Over this past several weeks, I made one significant change in my home as I prepare for having a second person live here. The change is to switch the guest room (small) and the larger room generally called “office” giving my three-month guest the larger of the two rooms. There has been a lot of work involved in this switch: move five bookcases of books into the small space; arrange for the cable and computer access to come directly into the new office space, find a table to serve as his desk, find curtains and bedding that are not frilly. I hope Jumpei likes what I have done, though he won’t know of the effort put into the change.
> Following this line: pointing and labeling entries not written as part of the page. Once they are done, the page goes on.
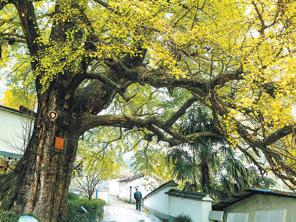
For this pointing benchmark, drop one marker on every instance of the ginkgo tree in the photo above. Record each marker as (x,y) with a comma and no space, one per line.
(237,57)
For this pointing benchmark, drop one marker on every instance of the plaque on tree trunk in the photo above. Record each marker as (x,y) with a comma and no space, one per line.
(59,143)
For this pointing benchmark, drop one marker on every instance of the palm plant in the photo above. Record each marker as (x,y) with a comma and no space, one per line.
(208,164)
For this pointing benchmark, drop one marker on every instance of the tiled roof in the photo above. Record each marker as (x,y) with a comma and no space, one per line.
(131,178)
(167,184)
(186,194)
(248,193)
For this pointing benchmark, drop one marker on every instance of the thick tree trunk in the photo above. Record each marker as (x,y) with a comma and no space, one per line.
(39,185)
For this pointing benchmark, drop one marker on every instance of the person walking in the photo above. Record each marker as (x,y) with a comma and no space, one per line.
(138,198)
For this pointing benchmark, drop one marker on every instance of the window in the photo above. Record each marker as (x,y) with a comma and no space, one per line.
(238,217)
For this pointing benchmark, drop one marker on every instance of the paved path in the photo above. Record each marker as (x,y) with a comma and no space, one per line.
(119,211)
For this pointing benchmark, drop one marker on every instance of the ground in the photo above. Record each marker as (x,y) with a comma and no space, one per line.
(119,211)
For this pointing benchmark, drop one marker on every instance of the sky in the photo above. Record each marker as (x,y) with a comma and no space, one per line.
(2,89)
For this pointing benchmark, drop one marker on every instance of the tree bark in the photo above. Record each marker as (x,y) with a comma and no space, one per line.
(39,185)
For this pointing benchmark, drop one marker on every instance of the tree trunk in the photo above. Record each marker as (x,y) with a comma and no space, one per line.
(39,185)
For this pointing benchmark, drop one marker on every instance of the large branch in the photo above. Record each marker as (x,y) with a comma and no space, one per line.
(153,124)
(159,78)
(29,24)
(181,111)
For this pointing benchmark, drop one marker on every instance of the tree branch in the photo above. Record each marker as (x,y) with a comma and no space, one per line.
(29,24)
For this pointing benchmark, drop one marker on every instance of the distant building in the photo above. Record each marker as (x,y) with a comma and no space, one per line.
(255,205)
(128,185)
(167,203)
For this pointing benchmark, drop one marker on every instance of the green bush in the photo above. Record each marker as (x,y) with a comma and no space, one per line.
(94,207)
(7,216)
(183,218)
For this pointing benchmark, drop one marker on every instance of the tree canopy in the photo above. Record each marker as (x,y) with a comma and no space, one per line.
(236,57)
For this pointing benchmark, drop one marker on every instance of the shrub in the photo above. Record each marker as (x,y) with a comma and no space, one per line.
(7,216)
(94,207)
(183,218)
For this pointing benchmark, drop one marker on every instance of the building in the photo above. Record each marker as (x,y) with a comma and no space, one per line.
(255,205)
(128,185)
(167,202)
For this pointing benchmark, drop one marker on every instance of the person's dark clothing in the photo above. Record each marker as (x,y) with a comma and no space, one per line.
(138,198)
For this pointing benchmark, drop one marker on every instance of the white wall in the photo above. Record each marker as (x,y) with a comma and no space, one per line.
(144,184)
(197,210)
(159,201)
(14,128)
(167,206)
(265,206)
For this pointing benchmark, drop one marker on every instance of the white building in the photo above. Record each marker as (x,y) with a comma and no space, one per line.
(167,202)
(15,127)
(127,186)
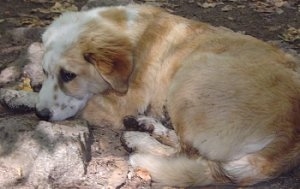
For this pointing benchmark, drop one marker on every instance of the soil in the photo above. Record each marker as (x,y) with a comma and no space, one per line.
(261,19)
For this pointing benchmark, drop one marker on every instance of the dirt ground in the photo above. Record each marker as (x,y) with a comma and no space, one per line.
(276,21)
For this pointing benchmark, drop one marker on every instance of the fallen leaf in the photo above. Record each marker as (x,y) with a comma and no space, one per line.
(227,8)
(143,174)
(59,8)
(291,34)
(25,85)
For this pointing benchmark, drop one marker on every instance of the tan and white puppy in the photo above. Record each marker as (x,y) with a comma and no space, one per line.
(233,100)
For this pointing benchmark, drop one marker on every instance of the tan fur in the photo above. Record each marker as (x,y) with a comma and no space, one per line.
(234,100)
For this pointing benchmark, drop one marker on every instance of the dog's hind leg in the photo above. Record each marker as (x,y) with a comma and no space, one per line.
(154,127)
(142,142)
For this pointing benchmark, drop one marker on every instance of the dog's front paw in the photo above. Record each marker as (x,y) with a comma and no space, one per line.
(133,123)
(142,142)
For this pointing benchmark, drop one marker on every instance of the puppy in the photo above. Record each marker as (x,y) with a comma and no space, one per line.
(233,100)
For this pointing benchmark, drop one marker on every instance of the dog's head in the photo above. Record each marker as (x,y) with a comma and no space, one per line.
(83,55)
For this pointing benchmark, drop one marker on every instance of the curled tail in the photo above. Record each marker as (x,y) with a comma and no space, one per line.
(180,171)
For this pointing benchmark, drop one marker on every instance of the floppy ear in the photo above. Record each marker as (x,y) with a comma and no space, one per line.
(113,60)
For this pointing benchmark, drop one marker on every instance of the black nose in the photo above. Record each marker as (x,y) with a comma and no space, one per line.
(44,114)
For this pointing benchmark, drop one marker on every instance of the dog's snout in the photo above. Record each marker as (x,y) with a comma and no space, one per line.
(43,114)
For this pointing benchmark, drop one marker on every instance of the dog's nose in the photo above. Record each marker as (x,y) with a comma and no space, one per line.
(44,114)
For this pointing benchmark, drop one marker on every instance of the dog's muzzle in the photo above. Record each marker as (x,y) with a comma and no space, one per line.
(44,114)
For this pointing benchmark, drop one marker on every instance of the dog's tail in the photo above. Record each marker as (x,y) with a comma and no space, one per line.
(180,171)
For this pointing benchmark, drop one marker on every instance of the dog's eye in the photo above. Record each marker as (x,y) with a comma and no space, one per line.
(45,73)
(66,76)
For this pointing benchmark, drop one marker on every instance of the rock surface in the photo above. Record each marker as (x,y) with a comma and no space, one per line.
(41,154)
(70,154)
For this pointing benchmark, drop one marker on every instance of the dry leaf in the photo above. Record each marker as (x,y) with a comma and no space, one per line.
(227,8)
(291,34)
(59,8)
(207,5)
(143,174)
(25,85)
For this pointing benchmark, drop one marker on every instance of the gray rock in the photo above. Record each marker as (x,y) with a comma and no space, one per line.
(42,154)
(33,70)
(18,101)
(9,74)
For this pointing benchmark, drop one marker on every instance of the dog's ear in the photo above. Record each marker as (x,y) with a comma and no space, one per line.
(113,61)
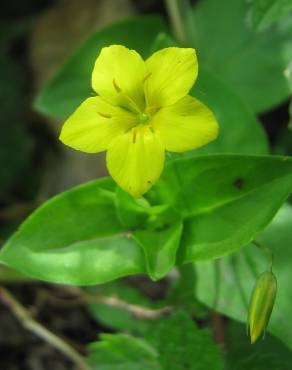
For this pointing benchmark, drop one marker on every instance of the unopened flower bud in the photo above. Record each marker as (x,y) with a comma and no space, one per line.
(261,304)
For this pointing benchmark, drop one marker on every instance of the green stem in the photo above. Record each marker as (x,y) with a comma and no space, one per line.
(268,253)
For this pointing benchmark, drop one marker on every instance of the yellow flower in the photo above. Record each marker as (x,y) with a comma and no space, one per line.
(141,110)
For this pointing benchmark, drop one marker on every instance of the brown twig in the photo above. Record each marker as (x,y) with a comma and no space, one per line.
(24,316)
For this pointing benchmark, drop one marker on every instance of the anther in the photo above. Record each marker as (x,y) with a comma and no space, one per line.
(117,88)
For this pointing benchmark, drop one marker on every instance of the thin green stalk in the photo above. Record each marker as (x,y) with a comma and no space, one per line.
(177,11)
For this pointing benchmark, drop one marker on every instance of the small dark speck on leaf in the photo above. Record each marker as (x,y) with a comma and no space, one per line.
(238,183)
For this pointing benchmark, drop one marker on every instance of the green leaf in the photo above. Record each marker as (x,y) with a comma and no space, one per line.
(240,131)
(121,351)
(225,199)
(263,13)
(132,212)
(183,346)
(72,84)
(226,284)
(251,63)
(176,343)
(75,238)
(160,248)
(241,355)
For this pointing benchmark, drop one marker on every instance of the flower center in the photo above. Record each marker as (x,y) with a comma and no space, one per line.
(144,117)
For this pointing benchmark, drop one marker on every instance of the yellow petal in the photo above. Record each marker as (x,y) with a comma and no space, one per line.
(173,73)
(118,76)
(185,125)
(135,160)
(94,124)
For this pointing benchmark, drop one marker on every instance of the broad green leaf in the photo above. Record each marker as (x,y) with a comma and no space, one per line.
(174,343)
(251,63)
(72,84)
(226,284)
(75,238)
(225,199)
(160,248)
(268,352)
(121,351)
(182,345)
(263,13)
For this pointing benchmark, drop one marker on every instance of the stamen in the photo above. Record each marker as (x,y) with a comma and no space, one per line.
(105,115)
(118,89)
(144,117)
(146,77)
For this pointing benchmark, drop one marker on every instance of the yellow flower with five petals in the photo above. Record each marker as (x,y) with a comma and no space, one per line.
(141,110)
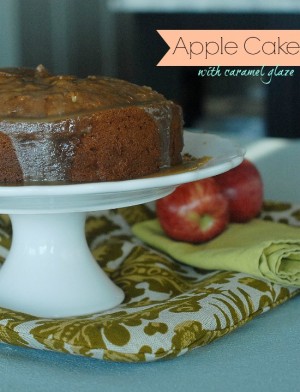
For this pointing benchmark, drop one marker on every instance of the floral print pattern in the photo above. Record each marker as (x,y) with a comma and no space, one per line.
(169,308)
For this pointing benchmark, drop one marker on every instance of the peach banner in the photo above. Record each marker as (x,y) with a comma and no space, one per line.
(231,47)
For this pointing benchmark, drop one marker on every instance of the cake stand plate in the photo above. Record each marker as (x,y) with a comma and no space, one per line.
(49,270)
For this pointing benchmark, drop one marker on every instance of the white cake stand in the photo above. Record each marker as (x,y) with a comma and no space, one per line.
(49,271)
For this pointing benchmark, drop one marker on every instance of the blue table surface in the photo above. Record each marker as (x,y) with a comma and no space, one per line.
(263,355)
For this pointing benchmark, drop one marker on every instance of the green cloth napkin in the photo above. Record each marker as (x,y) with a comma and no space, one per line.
(264,249)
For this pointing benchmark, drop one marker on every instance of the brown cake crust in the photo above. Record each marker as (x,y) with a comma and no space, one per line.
(61,129)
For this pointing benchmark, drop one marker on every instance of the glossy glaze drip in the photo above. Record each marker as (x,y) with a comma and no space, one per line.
(44,116)
(40,155)
(162,115)
(36,94)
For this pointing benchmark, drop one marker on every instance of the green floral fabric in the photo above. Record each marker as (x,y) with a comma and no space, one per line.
(169,308)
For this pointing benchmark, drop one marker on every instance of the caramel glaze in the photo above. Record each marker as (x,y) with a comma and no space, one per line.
(65,129)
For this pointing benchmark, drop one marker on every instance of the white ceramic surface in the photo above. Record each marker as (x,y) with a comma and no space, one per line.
(49,271)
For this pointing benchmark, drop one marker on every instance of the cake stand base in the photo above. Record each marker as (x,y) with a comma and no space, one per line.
(50,272)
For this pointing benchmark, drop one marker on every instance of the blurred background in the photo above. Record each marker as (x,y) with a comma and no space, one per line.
(118,38)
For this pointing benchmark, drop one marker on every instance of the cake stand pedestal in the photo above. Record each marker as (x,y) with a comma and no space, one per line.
(50,271)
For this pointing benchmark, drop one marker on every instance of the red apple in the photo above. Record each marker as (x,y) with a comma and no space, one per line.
(195,212)
(243,187)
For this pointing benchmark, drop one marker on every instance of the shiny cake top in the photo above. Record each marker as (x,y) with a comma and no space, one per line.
(35,94)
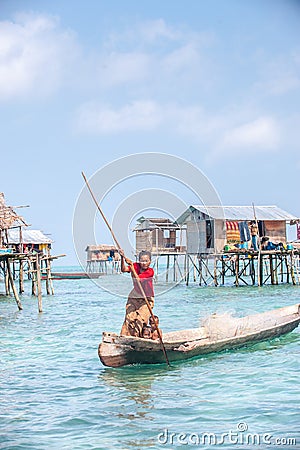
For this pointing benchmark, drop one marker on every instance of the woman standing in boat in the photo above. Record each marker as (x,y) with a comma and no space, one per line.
(137,313)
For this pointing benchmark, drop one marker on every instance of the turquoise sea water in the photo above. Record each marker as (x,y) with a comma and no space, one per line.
(55,393)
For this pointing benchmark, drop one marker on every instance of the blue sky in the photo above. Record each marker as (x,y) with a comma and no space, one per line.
(84,83)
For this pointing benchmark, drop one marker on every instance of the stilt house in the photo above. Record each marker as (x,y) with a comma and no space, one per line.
(158,235)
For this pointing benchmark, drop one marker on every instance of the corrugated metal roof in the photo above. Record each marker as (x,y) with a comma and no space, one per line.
(239,213)
(28,237)
(152,224)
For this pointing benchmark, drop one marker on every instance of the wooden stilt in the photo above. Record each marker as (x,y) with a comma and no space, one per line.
(7,283)
(187,270)
(215,271)
(292,268)
(33,277)
(21,276)
(237,257)
(39,283)
(167,269)
(276,270)
(271,269)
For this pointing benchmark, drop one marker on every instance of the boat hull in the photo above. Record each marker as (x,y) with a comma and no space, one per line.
(117,351)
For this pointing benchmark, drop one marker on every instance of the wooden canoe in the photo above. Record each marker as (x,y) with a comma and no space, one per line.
(216,334)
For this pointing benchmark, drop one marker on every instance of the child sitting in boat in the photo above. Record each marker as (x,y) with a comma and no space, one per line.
(147,332)
(154,328)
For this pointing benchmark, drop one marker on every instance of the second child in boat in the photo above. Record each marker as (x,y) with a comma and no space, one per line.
(137,313)
(147,332)
(154,328)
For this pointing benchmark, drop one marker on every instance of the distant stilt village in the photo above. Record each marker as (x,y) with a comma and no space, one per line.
(25,254)
(207,245)
(216,245)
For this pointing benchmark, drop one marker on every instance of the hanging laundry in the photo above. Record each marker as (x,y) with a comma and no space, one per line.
(232,231)
(244,231)
(298,230)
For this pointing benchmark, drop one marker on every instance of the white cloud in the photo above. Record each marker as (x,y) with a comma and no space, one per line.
(260,134)
(139,115)
(34,54)
(118,68)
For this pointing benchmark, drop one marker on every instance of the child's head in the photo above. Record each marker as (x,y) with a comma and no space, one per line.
(145,259)
(151,321)
(146,333)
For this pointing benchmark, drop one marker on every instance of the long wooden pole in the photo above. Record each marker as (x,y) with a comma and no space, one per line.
(131,267)
(259,262)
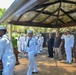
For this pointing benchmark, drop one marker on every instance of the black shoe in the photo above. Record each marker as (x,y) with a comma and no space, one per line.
(35,72)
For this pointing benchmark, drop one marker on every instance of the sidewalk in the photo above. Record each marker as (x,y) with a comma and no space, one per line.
(46,66)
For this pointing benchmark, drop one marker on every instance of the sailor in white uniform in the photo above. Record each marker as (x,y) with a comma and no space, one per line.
(69,44)
(39,43)
(22,39)
(6,53)
(42,41)
(31,48)
(19,44)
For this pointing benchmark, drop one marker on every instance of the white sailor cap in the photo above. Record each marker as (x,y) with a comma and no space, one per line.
(29,31)
(2,27)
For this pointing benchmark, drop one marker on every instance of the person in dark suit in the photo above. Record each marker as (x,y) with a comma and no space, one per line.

As I carried stacks of heavy books from one room to another, I wondered what I got myself into by volunteering to have this child-man who is traveling halfway around the world for an “American Experience.” I already know that his English is quite poor, so I plan to sit him in front of the TV to listen and try idioms, to talk back to the TV and then to try things with me. When I was in my doctoral program, many students were from China or Taiwan. For the most part, fellow graduate students too frequently gave up expending the effort to listen when the English was poor. Maybe we can get him up to speed before Wellsboro kids give up on him.
I also wonder about having a teen live with an older woman – no kids around to amuse him, no one to share homework answers, no one to show him the ropes of living in this single-person home. I have lots of professional training with kids living out of home but most of it entails rewards/punishment to encourage modeling appropriate behavior. I hope I do not have to worry about this type of relationship.
Other things I hope I do not have to worry about:
* does he smoke? Many Asians on television do, and mine is a nonsmoking home. Nonsmoking extends to the porch and the back deck. So if he smokes, how to handle that.
* Jumpei’s biography states that he does not like tomatoes – though I note ketchup is good. I can handle that and hope that other food choices are not issues. I eat lots of fresh vegetables and chicken and fruit. Rarely do I eat cereal and I have not had a glass of milk in at least 20 years. I don’t mind fixing different foods – will he help?
I also wonder
* if he knows how to do laundry?
* does he clean the bathroom after himself? (I have another bathroom that I will use, but three months of grunge when he moves to the next home would be a pain).
* Will he put away the things he gets out?
* Will he have patience with me?
*Will we hate each other at the end of three months? Looking ahead, 90 days does not seems to be that long; living those days – day by day – can be a huge challenge.
When your children are your children for life, they learn the expectations a bit at a time – here we need a crash course in “Living with Sharon.”
As I wonder these things, Jumpei is getting ready to move to the US for 12 months and he must be wondering why he decided to leave home and come here. I imagine he has questions too
* what about his host families! What are they like?
* What foods do they eat?
* How many kids? How old?
* How to get to school?
* Will they force him to go to places – like church? (Living with a pastor for the first three months may make this concern somewhat real.)
As a child, I lived in Japan – I am excited to have this young man here and hope that we do have a good relationship. You can keep both of us in your thoughts and prayers (end of August to end of November) as Jumpei faces homesickness and English challenges and friend making. Oh, and he loves tennis, so a tennis partner would be a good request.